With name space management, privileges are established when the program is linked. If those privileges are too strong, there is no way to revoke them later -- once a class name is resolved into an implementation, there is no way to unlink it.
In contrast, capabilities have very desirable properties. If a program wishes to discard a capability, it only needs to discard its reference to the capability. Likewise, if a method only needs a subset of the program's capabilities, the appropriate subset of capabilities may be passed as arguments to the method, and it will have no way of seeing any others. If a capability needs to be passed through the system and then back to the program through a call-back (a common paradigm in GUI applications), the capability can be wrapped in another Java object with non-public access methods. Java's package scoping mechanism provides the necessary semantics to prevent the intermediate code from using the capability.
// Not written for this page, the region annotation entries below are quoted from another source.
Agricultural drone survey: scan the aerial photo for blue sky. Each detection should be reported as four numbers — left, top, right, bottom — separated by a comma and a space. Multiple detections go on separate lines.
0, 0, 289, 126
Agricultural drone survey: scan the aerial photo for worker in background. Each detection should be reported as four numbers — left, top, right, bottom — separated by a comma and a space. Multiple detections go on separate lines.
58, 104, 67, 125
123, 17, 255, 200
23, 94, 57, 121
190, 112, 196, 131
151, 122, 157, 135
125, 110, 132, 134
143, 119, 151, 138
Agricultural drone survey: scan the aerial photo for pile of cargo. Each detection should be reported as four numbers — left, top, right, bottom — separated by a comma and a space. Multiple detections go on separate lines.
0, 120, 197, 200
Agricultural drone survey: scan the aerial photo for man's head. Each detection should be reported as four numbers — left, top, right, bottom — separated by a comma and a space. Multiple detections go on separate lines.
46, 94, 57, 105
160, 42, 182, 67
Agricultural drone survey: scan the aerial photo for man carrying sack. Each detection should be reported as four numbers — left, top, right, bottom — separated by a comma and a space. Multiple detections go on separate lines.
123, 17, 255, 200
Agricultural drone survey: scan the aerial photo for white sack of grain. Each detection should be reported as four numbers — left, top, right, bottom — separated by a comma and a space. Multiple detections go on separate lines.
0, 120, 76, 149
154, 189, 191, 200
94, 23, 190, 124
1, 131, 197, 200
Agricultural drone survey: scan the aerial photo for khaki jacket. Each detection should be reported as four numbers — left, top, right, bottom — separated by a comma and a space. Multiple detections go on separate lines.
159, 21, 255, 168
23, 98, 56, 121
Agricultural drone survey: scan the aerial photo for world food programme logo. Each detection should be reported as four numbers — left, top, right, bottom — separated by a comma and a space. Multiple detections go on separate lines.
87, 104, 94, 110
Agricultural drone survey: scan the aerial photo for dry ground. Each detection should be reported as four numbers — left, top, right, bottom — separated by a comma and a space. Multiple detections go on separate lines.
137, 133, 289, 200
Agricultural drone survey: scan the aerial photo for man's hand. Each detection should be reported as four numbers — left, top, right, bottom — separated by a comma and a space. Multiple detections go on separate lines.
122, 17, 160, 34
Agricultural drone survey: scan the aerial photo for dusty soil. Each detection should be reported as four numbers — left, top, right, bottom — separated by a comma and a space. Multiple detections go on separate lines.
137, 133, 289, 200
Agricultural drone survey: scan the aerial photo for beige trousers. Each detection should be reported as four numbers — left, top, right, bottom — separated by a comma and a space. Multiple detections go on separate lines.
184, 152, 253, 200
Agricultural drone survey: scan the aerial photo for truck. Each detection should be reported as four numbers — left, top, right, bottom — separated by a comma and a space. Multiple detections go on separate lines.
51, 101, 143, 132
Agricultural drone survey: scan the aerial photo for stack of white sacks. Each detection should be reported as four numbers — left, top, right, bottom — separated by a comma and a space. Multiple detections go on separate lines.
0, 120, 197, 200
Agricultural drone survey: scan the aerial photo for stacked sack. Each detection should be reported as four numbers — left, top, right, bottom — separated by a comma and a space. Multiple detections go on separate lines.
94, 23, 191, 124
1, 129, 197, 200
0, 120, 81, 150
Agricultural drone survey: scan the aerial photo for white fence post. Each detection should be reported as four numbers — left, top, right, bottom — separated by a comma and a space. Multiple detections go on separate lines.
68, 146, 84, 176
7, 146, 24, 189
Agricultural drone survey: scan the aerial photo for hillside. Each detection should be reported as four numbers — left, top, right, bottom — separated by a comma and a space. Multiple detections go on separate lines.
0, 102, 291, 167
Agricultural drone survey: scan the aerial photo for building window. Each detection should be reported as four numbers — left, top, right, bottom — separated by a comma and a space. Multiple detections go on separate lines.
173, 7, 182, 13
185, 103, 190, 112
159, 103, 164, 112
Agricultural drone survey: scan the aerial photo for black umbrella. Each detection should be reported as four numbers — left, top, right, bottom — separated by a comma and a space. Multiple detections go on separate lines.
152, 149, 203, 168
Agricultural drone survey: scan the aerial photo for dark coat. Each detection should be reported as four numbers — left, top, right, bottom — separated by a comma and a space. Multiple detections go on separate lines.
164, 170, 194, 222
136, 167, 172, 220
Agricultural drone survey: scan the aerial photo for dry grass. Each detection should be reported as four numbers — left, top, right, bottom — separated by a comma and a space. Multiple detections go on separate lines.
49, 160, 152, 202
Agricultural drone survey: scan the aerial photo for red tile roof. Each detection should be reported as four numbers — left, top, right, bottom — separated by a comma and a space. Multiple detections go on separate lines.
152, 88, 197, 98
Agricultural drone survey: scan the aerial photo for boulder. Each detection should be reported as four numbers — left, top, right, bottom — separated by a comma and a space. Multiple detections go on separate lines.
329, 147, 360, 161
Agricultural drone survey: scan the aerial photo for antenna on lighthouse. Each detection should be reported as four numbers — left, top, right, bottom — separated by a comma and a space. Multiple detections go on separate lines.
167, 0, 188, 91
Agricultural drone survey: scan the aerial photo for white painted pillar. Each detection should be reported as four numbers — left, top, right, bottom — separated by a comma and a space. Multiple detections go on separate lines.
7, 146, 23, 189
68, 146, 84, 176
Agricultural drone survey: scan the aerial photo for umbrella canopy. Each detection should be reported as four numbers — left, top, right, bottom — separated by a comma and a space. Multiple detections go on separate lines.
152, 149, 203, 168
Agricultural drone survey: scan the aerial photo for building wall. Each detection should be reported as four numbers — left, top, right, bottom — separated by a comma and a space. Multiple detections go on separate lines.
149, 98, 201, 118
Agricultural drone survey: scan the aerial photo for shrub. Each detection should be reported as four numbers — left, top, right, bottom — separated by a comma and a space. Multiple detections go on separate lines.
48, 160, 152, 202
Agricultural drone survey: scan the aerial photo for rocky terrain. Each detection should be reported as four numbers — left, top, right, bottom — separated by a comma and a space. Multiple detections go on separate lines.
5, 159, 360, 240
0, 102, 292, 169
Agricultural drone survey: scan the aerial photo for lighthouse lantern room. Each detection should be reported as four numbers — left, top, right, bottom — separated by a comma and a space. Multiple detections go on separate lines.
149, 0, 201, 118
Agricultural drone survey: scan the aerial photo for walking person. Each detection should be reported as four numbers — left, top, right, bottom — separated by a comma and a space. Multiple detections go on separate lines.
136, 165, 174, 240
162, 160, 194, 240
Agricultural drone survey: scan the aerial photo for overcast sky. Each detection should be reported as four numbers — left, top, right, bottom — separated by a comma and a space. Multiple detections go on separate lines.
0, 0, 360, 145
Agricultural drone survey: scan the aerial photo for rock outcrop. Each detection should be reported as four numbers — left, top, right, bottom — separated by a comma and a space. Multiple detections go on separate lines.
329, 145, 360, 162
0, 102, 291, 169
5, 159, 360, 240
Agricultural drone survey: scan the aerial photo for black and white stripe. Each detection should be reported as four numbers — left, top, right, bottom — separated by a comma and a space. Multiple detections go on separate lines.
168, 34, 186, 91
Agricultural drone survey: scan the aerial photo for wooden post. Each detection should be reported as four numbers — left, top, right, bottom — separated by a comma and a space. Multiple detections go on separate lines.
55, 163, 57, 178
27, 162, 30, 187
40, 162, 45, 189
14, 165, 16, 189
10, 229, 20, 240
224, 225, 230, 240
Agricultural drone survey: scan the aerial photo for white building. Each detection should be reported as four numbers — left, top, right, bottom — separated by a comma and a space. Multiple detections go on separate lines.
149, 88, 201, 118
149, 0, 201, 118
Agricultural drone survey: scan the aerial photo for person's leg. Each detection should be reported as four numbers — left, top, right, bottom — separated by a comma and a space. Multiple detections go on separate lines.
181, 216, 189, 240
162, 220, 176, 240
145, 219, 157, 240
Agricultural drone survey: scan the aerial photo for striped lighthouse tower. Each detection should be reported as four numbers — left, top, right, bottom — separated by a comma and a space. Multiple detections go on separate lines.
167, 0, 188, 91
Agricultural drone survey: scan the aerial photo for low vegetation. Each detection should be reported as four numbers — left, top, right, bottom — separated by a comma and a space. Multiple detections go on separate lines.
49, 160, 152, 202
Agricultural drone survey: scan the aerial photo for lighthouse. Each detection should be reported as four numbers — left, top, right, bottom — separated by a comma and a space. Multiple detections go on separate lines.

Stack introspection provides an interesting middle-ground. A program which enables a privilege and calls a method is implicitly passing a capability to that method. If a privilege is not enabled, the corresponding target cannot be used. This allows straightforward auditing of system code to verify that privileges are enabled only for a limited time and used safely. If a call path does not cross a method that enables its privileges, then that call path cannot possibly use the privilege by accident. Also, there is a disablePrivilege() method which can explicitly remove a privilege before calling into untrusted code. Most importantly, when the method which enabled a privilege exits, the privilege disappears with it. This limits the lifetime of a privilege.